E poi, in cerchi sempre più ampi: negare i crimini del comunismo, quelli vicini come le foibe e quelli lontani come le purghe staliniste; considerare il “nazifascismo” appunto come il male assoluto, mentre il comunismo come una grande e buona idea, seppur macchiata (però solo in modo contingente) da una perversa applicazione storica; ipotizzare una divisione netta tra bene e male, negando quella zona grigia che invece è tipica dell’uomo in generale e si ritrova anche in quegli uomini che, usciti dal fascismo, si adoperarono per ricostruire l’Italia; mantenere il pregiudizio che esista una élite (militare, politica, giudiziaria) democratica a cui un supremo destino ha assegnato il compito di condurre il popolo.

E infine: perpetrare l’idea che solo quanti incarnano il mito della Resistenza possano essere annoverati tra i democratici, mentre gli altri debbano essere considerati fascisti tout court; aver voluto costruire una nazione su un valore in negativo, appunto l’antifascismo, e quindi essere stati costretti a tener in vita per sessant’anni il fascismo, o peggio a inventarsi una categoria ontologica ed eterna come l’“ur-fascismo” per tenere in vita il suo contrario. Tutto ciò con la perversa idea che ancora oggi non si possa realizzare una vera alternanza, perché da un lato stanno i democratici e dall’altro i distruttori della democrazia.

Un’altra data

La riduzione della Resistenza a sineddoche della più ampia rivoluzione marxista (con tutti i vizi sopra esposti) e l’utilizzo dell’antifascismo come strumento per instaurare un’egemonia utile alla rivoluzione contrastano ovviamente con l’idea che il 25 Aprile possa essere celebrazione fondante dell’identità nazionale.

Nonostante gli sforzi e i soldi impegnati per oltre mezzo secolo, tesi alla ricostruzione forzata di una artificiosa memoria comune secondo le procedure che abbiamo fin qui accennato, la data resta fonte di forti divisioni. Non certo per revanchismo della destra. Al contrario, perché è stata fin da principio piegata a interessi di parte.

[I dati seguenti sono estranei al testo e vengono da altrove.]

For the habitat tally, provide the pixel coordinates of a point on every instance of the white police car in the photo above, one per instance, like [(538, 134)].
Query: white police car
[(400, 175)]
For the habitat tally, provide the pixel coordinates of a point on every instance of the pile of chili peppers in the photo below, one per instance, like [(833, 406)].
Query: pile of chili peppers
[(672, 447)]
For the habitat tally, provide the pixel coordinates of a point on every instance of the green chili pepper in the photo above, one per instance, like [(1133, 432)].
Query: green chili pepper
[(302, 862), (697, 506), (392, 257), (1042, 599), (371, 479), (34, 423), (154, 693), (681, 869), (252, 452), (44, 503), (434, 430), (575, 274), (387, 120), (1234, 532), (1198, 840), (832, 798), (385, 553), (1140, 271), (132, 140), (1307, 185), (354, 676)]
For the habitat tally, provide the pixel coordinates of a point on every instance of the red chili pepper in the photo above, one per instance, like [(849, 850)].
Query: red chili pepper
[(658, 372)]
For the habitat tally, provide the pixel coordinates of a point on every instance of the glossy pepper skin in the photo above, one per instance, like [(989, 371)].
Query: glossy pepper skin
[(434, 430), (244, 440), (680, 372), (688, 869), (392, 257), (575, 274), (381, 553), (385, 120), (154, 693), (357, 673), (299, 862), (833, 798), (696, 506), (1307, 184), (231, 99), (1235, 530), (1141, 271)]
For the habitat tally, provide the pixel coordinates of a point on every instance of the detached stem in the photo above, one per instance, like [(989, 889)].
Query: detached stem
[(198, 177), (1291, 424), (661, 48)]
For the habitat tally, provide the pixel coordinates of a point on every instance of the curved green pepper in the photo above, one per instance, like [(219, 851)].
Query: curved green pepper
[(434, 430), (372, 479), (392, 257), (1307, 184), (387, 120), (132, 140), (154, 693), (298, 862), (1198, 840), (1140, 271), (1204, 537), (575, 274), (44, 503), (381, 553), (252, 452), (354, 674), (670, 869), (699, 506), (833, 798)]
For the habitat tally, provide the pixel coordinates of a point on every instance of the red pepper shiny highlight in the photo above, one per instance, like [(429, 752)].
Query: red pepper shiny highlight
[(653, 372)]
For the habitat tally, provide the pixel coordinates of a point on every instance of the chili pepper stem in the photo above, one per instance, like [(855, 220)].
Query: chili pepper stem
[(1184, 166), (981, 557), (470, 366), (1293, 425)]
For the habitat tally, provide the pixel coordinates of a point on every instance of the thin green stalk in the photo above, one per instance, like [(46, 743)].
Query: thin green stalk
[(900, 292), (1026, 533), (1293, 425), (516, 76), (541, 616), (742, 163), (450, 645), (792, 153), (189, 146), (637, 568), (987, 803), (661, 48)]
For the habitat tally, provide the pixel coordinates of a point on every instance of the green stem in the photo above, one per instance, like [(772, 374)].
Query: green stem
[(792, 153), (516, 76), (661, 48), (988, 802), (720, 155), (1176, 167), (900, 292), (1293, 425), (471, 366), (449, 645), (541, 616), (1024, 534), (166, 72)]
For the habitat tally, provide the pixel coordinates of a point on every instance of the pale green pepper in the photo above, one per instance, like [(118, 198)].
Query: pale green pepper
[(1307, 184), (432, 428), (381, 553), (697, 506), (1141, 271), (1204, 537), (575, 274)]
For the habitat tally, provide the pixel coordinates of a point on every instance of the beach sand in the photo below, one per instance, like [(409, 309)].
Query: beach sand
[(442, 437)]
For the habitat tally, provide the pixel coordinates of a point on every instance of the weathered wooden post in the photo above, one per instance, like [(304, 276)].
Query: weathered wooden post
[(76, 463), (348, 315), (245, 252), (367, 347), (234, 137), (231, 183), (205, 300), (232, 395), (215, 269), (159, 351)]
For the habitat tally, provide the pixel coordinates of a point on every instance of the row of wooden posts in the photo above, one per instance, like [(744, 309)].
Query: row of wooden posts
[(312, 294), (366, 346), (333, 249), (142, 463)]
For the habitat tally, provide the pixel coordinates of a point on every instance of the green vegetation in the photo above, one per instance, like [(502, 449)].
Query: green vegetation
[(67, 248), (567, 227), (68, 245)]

Prendere coscienza di ciò sarebbe un primo passo.

Il secondo, scandaloso ma coerente, sarebbe non sostenere con soldi pubblici “i centri di produzione del consenso”. Poiché l’antifascismo è assurto a dogma fondativo della patria per il disegno egemonico comunista (e ancora oggi in questo senso se ne fa uso), tanto vale inaridire le fonti da cui scaturisce questa distorsione interpretativa che è – si badi – di tipo politico e non storico. Sul piano storico negli ultimi tempi un sano revisionismo da entrambe le parti ha invece prodotto effetti positivi.

Terzo, varrebbe la pena di sforzarsi a trovare per il futuro una ricorrenza meno conflittuale del 25 Aprile. Compito difficile, considerata la storia del nostro paese, ma indispensabile per non radicare all’infinito inutili divisioni. D’altronde, ha ricordato Andrea Ungari sull’ultimo numero di Nuova Storia Contemporanea, l’identità italiana esiste a dispetto del fascismo, di due guerre mondiali, di un disastroso armistizio, di una guerra civile durata due anni. E pure a dispetto della mistica antifascista.

Esiste, c’è, significa che si fonda su valori ulteriori o non sempre coincidenti con quelli fin qui maneggiati dalla sinistra comunista e postcomunista.